Actually, before we get to the real punch, let’s get back to the incompetent gingerbread aroma of these cookies. Yes, pumpkin spice is a spectrum, but there are some things that most people seem to agree on, and that’s pumpkin spice should be cinnamon and nutmeg forward. These cookies are not that. These cookies smell like gingerbread. I’d bet dollars to stale Captain Crunch covered doughnuts that if I were to acquire a package of your “Limited Edition Gingerman Cookies” – which I won’t, because they ring in at a truly impressive $40 per pound, which, again, I could get two pounds of actually good Italian bakery cookies shipped to me directly from Brooklyn for the same price – that they would smell exactly the same.

So here are my data points: a recipe that can absolutely be reused without having to pay your flavor scientists another dime, incompetently and inconsistently baked cookies that were then slammed together by Throgdor the Barbarian, cookies that have less structural integrity than a catnip tea-soaked thermal paper cat toy, and then, the final data point: The Internet.

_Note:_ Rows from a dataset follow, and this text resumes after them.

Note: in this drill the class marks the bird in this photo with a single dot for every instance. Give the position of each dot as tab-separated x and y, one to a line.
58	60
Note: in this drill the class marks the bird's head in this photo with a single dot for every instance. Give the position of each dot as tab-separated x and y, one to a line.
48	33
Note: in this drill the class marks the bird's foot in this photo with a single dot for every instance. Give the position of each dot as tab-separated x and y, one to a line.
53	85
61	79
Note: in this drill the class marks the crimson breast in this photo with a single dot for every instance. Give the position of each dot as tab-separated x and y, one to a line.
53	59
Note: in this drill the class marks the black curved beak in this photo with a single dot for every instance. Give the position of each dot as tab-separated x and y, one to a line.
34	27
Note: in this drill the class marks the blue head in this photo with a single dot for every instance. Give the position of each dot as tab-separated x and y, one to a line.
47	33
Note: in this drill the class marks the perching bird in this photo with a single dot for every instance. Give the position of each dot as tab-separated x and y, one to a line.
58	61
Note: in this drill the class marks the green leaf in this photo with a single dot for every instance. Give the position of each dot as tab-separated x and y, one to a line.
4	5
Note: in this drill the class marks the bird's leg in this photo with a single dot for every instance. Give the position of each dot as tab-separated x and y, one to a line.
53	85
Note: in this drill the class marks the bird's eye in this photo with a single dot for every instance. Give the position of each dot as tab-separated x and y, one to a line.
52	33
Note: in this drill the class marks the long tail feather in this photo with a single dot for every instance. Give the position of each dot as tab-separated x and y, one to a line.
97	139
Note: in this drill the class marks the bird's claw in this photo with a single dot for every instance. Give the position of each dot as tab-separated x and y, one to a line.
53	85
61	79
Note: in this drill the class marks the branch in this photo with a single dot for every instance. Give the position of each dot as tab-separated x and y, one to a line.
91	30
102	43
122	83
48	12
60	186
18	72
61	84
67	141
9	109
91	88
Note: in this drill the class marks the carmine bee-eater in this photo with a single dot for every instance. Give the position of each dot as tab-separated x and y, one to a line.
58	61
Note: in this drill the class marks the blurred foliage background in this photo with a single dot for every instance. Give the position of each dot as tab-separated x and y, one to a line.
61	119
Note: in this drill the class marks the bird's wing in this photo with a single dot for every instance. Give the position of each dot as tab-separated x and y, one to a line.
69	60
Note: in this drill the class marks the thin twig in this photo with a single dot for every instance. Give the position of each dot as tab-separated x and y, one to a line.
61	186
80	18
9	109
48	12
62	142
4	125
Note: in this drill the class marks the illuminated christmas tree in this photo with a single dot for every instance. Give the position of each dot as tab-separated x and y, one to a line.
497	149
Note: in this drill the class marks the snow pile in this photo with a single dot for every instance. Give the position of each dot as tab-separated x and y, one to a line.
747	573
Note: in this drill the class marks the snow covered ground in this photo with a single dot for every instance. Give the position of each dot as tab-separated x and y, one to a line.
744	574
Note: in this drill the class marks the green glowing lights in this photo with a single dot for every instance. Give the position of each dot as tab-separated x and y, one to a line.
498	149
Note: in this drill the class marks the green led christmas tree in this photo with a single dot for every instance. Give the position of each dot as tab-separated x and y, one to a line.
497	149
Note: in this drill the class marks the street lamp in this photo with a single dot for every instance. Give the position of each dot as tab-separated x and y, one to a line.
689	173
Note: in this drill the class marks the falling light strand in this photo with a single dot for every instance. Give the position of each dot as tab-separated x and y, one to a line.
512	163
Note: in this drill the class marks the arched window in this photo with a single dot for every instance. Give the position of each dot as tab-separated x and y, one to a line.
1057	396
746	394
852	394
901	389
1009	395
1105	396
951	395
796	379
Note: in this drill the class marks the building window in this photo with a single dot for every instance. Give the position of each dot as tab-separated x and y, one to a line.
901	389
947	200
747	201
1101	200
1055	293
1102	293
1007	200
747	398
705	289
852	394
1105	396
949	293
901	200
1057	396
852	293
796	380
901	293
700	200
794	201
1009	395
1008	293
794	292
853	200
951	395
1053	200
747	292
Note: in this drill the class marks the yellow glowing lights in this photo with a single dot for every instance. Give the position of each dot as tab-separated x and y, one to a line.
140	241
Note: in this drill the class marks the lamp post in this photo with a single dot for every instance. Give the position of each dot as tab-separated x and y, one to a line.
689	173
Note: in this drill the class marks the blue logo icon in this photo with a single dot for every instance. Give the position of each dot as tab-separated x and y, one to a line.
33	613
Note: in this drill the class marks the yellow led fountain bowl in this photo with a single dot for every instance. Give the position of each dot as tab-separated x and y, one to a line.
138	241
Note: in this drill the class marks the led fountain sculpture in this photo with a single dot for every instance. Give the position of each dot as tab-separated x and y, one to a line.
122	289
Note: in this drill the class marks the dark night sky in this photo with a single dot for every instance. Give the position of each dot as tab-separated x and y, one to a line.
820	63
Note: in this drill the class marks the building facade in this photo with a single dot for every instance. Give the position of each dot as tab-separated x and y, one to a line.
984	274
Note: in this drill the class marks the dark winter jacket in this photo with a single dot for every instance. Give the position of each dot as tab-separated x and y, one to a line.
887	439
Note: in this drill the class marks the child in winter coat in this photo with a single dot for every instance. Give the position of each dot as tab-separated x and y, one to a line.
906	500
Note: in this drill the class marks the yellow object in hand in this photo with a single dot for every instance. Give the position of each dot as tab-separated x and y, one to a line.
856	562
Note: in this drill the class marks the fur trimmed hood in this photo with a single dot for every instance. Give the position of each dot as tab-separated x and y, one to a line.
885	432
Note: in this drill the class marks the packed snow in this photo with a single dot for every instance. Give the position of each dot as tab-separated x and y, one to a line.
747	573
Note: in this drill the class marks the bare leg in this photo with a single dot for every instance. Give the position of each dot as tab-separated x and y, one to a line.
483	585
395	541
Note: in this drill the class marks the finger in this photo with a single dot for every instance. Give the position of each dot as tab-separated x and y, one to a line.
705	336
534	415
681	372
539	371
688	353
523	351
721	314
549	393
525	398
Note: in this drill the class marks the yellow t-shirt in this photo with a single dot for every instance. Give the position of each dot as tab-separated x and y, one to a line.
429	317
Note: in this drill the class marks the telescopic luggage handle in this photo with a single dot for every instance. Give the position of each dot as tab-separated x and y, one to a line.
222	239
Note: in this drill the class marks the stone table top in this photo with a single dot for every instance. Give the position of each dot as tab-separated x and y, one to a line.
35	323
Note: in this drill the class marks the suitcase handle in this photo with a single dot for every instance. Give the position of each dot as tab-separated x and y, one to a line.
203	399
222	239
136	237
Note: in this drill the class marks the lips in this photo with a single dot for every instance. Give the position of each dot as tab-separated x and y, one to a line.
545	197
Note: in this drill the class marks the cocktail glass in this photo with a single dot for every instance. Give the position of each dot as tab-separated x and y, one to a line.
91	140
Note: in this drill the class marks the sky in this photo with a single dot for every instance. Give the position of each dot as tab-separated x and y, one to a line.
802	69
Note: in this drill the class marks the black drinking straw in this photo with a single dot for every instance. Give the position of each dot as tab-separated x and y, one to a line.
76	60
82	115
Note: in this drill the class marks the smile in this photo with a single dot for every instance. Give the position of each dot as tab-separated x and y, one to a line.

Yes, I know the internet is a pit of iniquity, but if you search for “milano cookies change” you get literally thousands of results of people complaining about how your cookies suck now, starting early in the year of our lord 2022. It’s well documented that because shareholders and other assorted rich folks were only making significantly more money during the pandemic than they were beforehand, they started pushing back on most consumer companies to make their products smaller and worse… and I think that’s exactly what’s happening here. I haven’t had a milano in a very long time, to be honest, but I remember them being, well, better than this. Your cookies, sir, are lighter and thinner, and don’t taste as good, with a mildly chemical taste to them. That might be some sort of bottom of the barrel “natural” flavor, but it also might well be too much leavening in the baked portion of these cookies, meaning you can extrude just that much less material for each cookie, which doesn’t save any money per cookie, but would buy one of your shareholders a nice fifth F-150 in aggregate.

In short, now that I’ve had your cookies, I’m convinced that your company has been entirely captured by the quest for capital in every way, to the point that the only thing you “remember” about your grandmother’s cookies is that they existed, and that you’ve somehow convinced yourself that she’d prefer increasing shareholder value to making a nice plate of cookies for you, her grandson.

In short, sir: you have disappointed me, 80’s era classy-trashy suburban moms, basic bitches, and your own grandmother. You should be impressed with yourself, at least in one way: that’s a wide spectrum of folks, with a wide range of opinions, to insult and disappoint. It’s an impressive achievement – I just wish it wasn’t such a sad one.